At the end of the book, Dawes Green spends 6 total pages explaining some of the historical facts and significance of some of what he’s written about. Those 6 pages were more interesting to me and, in my opinion, more well written than the entire rest of the book, and I think that’s really something. I love all the details provided in Kingdoms, but at the end of the day in order to tell the story he wanted to tell, I think Kingdoms could have been written completely differently and it would have made a much greater impact. I didn’t leave this book continuing to chew over the details or stew about what did or didn’t go down, I finished it and I put it down, and that’s the mark of a book poorly designed. I have to think, surely there’s no way that Neil Gaiman read this book.

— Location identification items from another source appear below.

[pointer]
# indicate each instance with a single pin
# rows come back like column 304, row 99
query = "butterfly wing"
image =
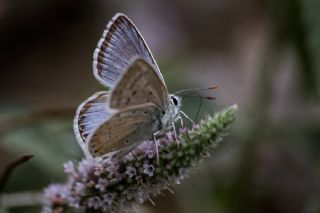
column 123, row 131
column 139, row 85
column 90, row 114
column 120, row 42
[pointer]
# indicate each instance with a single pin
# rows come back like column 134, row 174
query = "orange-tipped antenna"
column 188, row 92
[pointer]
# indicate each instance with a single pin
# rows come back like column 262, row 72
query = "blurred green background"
column 263, row 55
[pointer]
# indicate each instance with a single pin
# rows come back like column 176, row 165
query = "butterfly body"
column 138, row 107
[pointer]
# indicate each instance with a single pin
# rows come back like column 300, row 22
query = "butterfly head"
column 175, row 105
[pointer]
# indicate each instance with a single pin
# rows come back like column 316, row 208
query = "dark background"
column 262, row 54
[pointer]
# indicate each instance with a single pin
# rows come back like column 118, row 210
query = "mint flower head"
column 120, row 186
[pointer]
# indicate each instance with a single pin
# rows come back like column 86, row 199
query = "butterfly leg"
column 156, row 143
column 186, row 116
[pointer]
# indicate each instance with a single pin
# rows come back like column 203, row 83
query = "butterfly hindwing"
column 120, row 42
column 123, row 131
column 90, row 114
column 139, row 85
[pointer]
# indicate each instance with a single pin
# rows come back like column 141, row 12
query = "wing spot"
column 127, row 101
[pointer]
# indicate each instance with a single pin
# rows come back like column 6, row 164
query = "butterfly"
column 110, row 124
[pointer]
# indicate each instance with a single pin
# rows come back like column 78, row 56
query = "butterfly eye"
column 174, row 100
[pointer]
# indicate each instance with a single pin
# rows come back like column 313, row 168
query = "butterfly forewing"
column 90, row 114
column 124, row 131
column 121, row 41
column 139, row 85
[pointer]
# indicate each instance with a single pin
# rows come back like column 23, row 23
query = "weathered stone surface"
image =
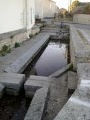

Advice: If you like Southern Gothic Noir fiction, I really don’t think this fits the brief other than it’s set in the old south and includes a murder or two. If you like murder mysteries, this might be something you’d be interested in, but realistically it didn’t satisfy this mystery lover. I think it’s worth the read if it’s given to you for free or if you find it on sale somewhere. Otherwise, pick it up in the bookstore, flip to the back and read the 6 pages that mention the historical accuracies included in it – that should lead you down a rabbit hole of books and topics that would be well worth your time.